MAÎTRES INQUISITEURS (LES)
A la lumière du chaos

L’Ordre des Maîtres Inquisiteurs est menacé. Huit de ses membres ont déjà été éliminés, d’autres ont échappé à une tentative d’assassinat perpétrés par des Maîtres Assassins. Le Maître Inquisiteur Nikolaï a réuni ses pairs, Obeyron, Sasmaël, Mihaël et Aronn accompagnés de leurs elfes, dans la cité d’Ares pour faire le point sur les derniers évènements qu’ils ont vécu séparément et qui confirment le fait qu’un groupe de personnes cherche insidieusement à replonger le Monde d’Oscitan dans le chaos. Il ne fait aucun doute que l’objectif de ce dernier est qu’en instaurant le désordre, il souhaite faire renaître la magie qui est lié à ce bouleversement et qui lui confèrera tout pouvoir. D’ailleurs, pour provoquer la guerre, l’ambition de ce groupuscule ne serait-elle pas d’attenter à la vie de l’empereur Aquilon et de sa sœur l’impératrice Assinya ? Qui se trouve donc à l’origine de cette menace ? Serait-ce un proche, un mage, peut-être ? Les cinq Maîtres-Inquisiteurs vont devoir faire diligence et même user de leurs pouvoirs fortifiés pour empêcher que le chaos ne s’installe.

Par phibes, le 2 février 2017

Publicité

Notre avis sur MAÎTRES INQUISITEURS (LES) #6 – A la lumière du chaos

Ce sixième épisode a l’avantage de réunir les cinq maîtres-Inquisiteurs que sont Obeyron, Sasmaël, Nikolaï, Mihaël et Aronn que l’on a pu suivre séparément dans les tomes précédents et qui, aux travers de leurs pérégrinations séparées, nous ont préparés à l’avènement d’une menace planétaire.

Initiateur de cette série-concept, Jean-Luc Istin revient pour la deuxième fois (après le tome 3) sur le devant de la scène et nous entraîne enfin vers la finalité de son équipée. Force est de constater que ce scénariste émérite, grand fervent de récit fantasy, a décidé de donner à cette dernière partie un contexte pour le moins étoffé, en commençant par nous expliciter sur plusieurs pages, les grands bouleversements du Monde d’Oscitan qui ont conduit à la création de l’ordre des Maîtres-Inquisiteurs.

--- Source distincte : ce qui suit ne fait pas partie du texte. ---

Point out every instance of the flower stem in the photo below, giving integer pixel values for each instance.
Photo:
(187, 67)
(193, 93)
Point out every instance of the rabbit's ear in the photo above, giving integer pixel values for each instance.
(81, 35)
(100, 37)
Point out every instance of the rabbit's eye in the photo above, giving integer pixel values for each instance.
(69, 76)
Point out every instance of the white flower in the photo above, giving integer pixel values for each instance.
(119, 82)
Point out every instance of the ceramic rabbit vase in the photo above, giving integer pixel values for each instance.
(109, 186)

L’on constatera que l’artiste a bien travaillé son univers, lui donnant donc une base solide et un dénouement qui n’en est pas moins.

La réunion des cinq personnages principaux, y compris leurs compagnons elfiques, est l’occasion de recentrer le débat sur cette menace qui a pris pour cible la cité d’Ares qui est le siège des Maîtres Inquisiteurs. Dans un climat de suspicion bien entretenu, Jean-Luc Istin attise son intrigue de telle manière qu’au travers des nombreuses tergiversations de ses justiciers, la vérité parvient bientôt à éclater. Evidemment, celle-ci amène son lot de rebondissements confortés par une grosse dose d’actions et également, la guerre aidant, de magie pure (beaucoup plus forte que dans les opus antérieurs). Aussi, le récit prend des proportions incroyablement démesurées jusqu’à atteindre, sous le couvert d’une narration romancée très efficace, des sommets extraordinaires.

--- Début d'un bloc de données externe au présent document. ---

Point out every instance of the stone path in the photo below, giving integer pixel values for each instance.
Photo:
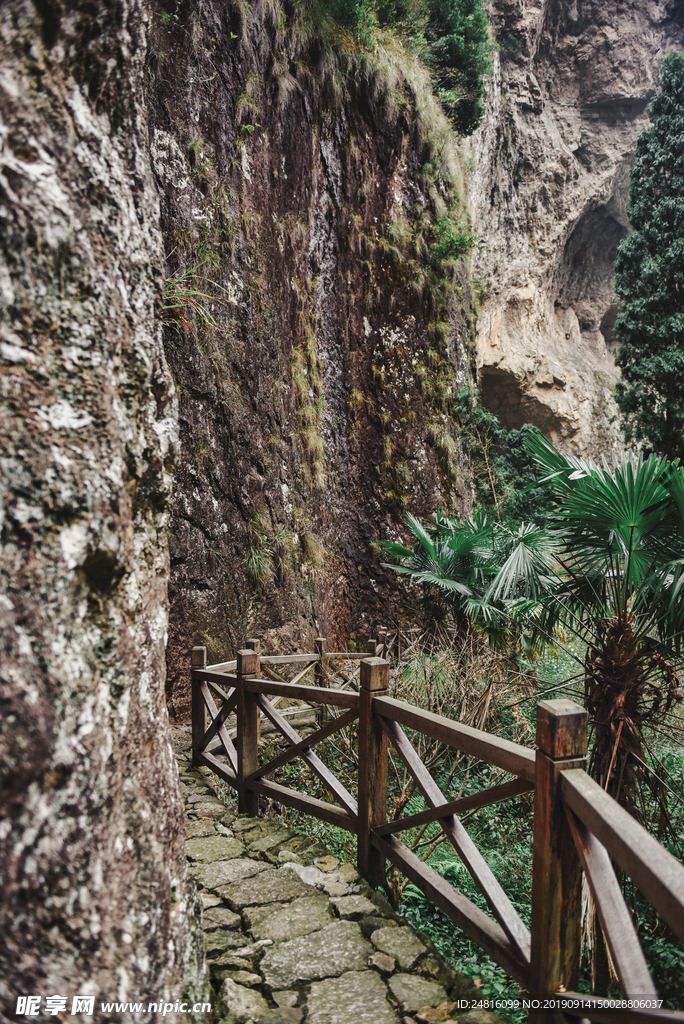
(293, 936)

De son côté, Stefano Martino assume complètement sa place de dessinateur dans cette saga. Ce dernier ne plaint pas sa tâche au travers des 70 planches de ce récit. Respectant avec succès le travail précédent de ses pairs, il livre une prestation énergique très convaincante qui se joue des accents mêlés de thriller médiéval et de fantastique. La représentation du monde d’Oscitan est superbe, les décors témoignant d’une belle recherche détaillée. Si ses personnages trahissent une certaine puissance caractérisée, les combats auréolés de magie, de superpouvoirs qu’ils génèrent atteignent, en se rapprochant du final et sans le trahir, des proportions titanesques que ne dédaignerait pas le duo Ange (en rapport à sa série féminine phare).

Une excellente fin, riche en magie et en actions, qui lève le voile sur la fameuse menace grevant l’Ordre des Maître-Inquisiteur. Une saga, de grande qualité générale, qu’il convient d’avoir dans sa bibliothèque.